Women make up over half of the UK’s population, but according to the WISE campaign for gender balance in science, technology and engineering, only 15% of computer science graduates in 2016/17 were women - that’s only 3,015 people.

As Forrester argued in a recent report, the lack of women in technology is due to ingrained long-standing biases within recruitment tactics that often fail to target and attract women. For example, recruiters often seek out candidates with military backgrounds and use military jargon to describe cybersecurity roles, limiting the applicant pool.

The report also stated that cybersecurity leaders need a defined strategy to recruit and retain women. This should not only promote recruitment of female cybersecurity professionals, but also encourage the creation of an internal culture suited to retain and develop employees for the long term.
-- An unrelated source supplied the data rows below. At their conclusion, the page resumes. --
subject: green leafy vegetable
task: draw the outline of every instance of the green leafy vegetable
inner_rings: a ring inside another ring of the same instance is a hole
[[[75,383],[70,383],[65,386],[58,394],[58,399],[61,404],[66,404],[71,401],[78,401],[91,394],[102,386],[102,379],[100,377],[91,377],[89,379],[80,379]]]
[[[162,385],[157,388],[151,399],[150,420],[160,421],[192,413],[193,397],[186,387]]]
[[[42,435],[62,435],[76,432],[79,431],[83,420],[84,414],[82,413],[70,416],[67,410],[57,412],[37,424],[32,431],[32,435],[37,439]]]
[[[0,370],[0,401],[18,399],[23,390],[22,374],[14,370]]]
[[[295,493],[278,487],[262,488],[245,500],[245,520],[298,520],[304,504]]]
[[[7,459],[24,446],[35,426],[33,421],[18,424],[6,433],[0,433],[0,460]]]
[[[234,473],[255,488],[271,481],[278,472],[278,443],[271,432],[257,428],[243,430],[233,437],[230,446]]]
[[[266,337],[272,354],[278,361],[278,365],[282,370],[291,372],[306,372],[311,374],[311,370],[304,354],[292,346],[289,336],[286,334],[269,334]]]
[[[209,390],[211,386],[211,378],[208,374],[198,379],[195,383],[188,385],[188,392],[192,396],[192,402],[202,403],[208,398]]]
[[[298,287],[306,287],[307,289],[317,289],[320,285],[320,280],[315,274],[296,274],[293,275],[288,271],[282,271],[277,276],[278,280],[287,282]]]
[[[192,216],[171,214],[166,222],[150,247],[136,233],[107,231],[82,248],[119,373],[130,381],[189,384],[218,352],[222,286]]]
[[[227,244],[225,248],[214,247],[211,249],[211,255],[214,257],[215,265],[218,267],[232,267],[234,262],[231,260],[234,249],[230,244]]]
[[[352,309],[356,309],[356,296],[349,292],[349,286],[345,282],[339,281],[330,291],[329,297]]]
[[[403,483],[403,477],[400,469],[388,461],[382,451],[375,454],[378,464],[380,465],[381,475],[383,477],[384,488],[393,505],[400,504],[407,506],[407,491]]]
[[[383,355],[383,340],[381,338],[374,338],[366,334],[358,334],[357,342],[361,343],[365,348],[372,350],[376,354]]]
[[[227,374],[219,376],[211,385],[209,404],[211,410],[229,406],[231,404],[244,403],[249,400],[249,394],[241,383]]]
Also of interest: A new approach to cyber security: retail industry

Delegating To Technology

Another way that technology professionals can ease the burden of their workload is to delegate a number of tasks to technology. When it comes to cybersecurity, it is critical that organisations implement a layered defence against attack that ensures all basic tasks, such as patching, application whitelisting, privilege whitelisting and end-user cybersecurity training and awareness are all automatically being processed.

Furthermore, automated endpoint detection and response (EDRS) solutions can “cut down the noise” produced by the volume of cyberattacks that hit an organisation every day.

If a cybersecurity team is having to deal with 10,000 security incidents, they are more likely to miss a data breach already in progress. However, if automated EDRS is dealing with the more trivial and common threats, the security team are able to better use their limited resources on proactively defending against, and defeating, the more complex, damaging threats.

Ultimately, the digital skills gap issue cannot be solved in a day. There needs to be a structured plan in place that forces organisations to begin to change their internal cultures. Technical roles need to be seen as stepping stones to leadership, businesses need to diversify and make a conscious effort to attract women into digital teams, and organisations need to embrace the power of technology to help them succeed in our increasingly digital world.